Washington state Treasurer James McIntire will ask the 2011 Legislature to approve a state constitutional amendment that would require at least 80 percent funding of annual state pension contributions.
With revenues stagnant or falling, pensions are too easy a target for lawmakers pressed to meet the state’s immediate needs, let alone those 20 or 30 years in the future, he says.
An amendment would take the pressure off those who, even in good years, consider pensions a last priority.
“This is a matter of how do you pay debts that we’ve already accrued,” McIntire says.
But getting an amendment passed in a bad economic environment, and a political season poisoned by public anger toward government and government employees, will be a challenge. It takes a two-thirds vote in the Legislature, and a majority vote by the people.
McIntire recognizes the task. For starters, he addresses what he says is the misperception that state pensions are luxurious.
The average pension is slightly more than $20,000, and 96 percent of retirees get less than $50,000. Except for those who began working for the state before 1977, workers are not eligible for pensions until they reach age 65.
The problem is the state’s budget, and money-shuffling and raiding that helps balance revenue and expenditures until state chief economist Arun Raha delivers news of yet another shortfall.
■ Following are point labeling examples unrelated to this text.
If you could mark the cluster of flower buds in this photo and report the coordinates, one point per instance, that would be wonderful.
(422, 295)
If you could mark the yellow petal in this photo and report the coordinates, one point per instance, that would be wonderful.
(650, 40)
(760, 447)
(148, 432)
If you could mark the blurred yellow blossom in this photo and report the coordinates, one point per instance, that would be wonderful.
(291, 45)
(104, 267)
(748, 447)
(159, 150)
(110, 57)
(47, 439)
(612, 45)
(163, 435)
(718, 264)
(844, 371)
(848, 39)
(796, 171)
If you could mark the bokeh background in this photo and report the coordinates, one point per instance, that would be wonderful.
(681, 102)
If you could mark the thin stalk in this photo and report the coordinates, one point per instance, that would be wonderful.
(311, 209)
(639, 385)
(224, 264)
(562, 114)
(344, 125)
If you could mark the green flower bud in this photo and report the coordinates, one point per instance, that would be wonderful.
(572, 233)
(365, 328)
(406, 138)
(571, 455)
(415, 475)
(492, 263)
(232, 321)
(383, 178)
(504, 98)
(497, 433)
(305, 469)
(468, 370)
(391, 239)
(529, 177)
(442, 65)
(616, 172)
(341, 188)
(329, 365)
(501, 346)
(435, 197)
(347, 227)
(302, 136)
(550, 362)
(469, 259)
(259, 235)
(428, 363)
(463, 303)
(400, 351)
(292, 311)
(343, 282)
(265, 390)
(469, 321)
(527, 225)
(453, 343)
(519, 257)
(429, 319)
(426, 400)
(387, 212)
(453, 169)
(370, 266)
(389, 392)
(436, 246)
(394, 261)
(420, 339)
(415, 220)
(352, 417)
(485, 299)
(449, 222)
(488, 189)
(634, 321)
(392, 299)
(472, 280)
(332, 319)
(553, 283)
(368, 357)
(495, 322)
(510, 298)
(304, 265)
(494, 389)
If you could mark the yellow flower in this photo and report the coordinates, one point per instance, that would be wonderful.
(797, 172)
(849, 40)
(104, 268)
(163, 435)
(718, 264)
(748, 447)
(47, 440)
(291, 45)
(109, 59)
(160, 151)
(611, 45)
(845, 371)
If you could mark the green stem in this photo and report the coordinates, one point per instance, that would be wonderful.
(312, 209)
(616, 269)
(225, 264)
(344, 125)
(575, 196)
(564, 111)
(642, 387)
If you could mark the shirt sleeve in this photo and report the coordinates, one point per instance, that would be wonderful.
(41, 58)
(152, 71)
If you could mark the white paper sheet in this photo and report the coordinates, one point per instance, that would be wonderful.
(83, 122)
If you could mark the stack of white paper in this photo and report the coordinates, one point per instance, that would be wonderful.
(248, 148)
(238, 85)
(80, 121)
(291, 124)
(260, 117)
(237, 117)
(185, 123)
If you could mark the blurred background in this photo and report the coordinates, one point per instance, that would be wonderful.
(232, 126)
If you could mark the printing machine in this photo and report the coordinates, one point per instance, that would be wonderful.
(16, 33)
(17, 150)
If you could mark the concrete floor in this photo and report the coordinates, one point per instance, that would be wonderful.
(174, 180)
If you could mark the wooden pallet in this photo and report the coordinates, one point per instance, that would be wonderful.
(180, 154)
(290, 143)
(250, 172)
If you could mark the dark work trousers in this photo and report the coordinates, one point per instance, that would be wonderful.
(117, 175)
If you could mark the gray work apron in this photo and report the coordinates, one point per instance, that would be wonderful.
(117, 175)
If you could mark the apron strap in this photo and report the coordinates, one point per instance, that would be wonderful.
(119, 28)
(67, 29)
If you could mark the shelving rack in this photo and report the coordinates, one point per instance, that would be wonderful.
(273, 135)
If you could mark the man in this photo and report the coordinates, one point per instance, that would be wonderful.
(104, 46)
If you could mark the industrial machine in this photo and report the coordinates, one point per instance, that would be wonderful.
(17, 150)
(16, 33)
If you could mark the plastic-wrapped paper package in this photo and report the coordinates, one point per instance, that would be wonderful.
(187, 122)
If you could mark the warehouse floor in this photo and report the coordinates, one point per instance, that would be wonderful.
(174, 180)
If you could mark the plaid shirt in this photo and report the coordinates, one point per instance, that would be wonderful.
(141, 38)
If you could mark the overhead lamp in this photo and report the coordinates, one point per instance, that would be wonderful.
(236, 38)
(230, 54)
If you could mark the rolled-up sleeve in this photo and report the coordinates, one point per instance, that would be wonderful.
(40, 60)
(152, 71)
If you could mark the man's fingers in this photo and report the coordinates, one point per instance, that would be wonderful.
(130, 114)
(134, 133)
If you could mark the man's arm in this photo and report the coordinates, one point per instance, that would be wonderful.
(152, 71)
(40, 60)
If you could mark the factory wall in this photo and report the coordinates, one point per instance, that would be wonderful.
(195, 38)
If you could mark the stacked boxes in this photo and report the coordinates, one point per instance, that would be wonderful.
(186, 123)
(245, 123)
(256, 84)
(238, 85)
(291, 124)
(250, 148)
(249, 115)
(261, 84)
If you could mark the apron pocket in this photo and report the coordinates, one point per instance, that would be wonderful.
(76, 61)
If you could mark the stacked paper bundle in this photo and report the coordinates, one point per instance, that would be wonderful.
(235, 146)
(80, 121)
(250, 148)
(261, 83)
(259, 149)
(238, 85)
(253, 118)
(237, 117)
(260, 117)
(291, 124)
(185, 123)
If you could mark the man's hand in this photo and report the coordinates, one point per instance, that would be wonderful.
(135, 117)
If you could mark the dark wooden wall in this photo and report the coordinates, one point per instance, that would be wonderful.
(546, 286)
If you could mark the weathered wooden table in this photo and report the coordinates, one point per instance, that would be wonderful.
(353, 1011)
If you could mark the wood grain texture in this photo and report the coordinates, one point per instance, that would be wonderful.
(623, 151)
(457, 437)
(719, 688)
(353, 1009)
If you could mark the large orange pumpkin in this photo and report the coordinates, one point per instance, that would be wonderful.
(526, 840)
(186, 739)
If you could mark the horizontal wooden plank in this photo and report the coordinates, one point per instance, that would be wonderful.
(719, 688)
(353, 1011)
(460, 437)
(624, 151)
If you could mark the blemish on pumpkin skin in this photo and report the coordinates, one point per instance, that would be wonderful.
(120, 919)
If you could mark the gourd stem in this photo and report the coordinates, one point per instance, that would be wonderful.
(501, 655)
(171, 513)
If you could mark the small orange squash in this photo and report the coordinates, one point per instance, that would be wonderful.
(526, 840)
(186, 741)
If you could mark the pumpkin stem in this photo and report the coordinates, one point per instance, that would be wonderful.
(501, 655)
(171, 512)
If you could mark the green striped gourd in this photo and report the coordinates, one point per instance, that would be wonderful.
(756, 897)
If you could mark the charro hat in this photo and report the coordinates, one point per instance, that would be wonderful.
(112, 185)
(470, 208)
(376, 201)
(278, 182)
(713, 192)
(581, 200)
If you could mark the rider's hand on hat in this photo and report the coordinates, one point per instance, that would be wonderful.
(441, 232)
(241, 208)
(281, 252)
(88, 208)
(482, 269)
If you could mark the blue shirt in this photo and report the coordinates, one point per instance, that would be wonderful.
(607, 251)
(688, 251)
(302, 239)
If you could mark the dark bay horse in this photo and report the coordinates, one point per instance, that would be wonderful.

Each time pension contributions are pushed into the future, the problem becomes worse.
Inadequate appropriations over the last decade threaten to create intolerable burdens for Washington taxpayers.
As with every other savings program, personal or institutional, the sooner money is set aside, the less will have to be committed later. Three-quarters of the money in the pension reserves was generated by investment returns.
State and local governments are a combined $6.9 billion in the hole on two pension plans thanks to commitments made up to 1977, when extensive reforms were enacted. The state’s eight other retirement plans are more than fully funded, so much so – the surplus is $179 million – that Washington ranks fourth among the states for the soundness of its pension programs.
But State Actuary Matt Smith warns the surpluses may be short-lived.
Some or all of those pension funds may fall into the red zone for a few years as the state recovers from investment losses that culminated in a 23 percent plunge in 2008. The Commingled Trust Fund averaged better than 8 percent over the last 20 years, mostly on the strength of its performance in the 1990s. Returns were negative in four of the last 10 years.
In a report issued last month, Smith’s office noted that every time the Legislature punts on fully funding pensions, covering the shortfall in subsequent sessions was harder even when revenues improved.
And in a presentation to a select legislative committee last week, one slide showed unfunded obligations nearly equal to current plan costs in another 15 to 20 years.
McIntire says he is optimistic Washington will not go down that path, based on the past willingness of legislators to enact reforms that have the state far ahead of most others in addressing pension issues.
“This is a well-managed system,” he says.
McIntire says there is bipartisan interest in his bill. Labor and business interests alike are open to reform.
“I’m going to keep pushing,” he says.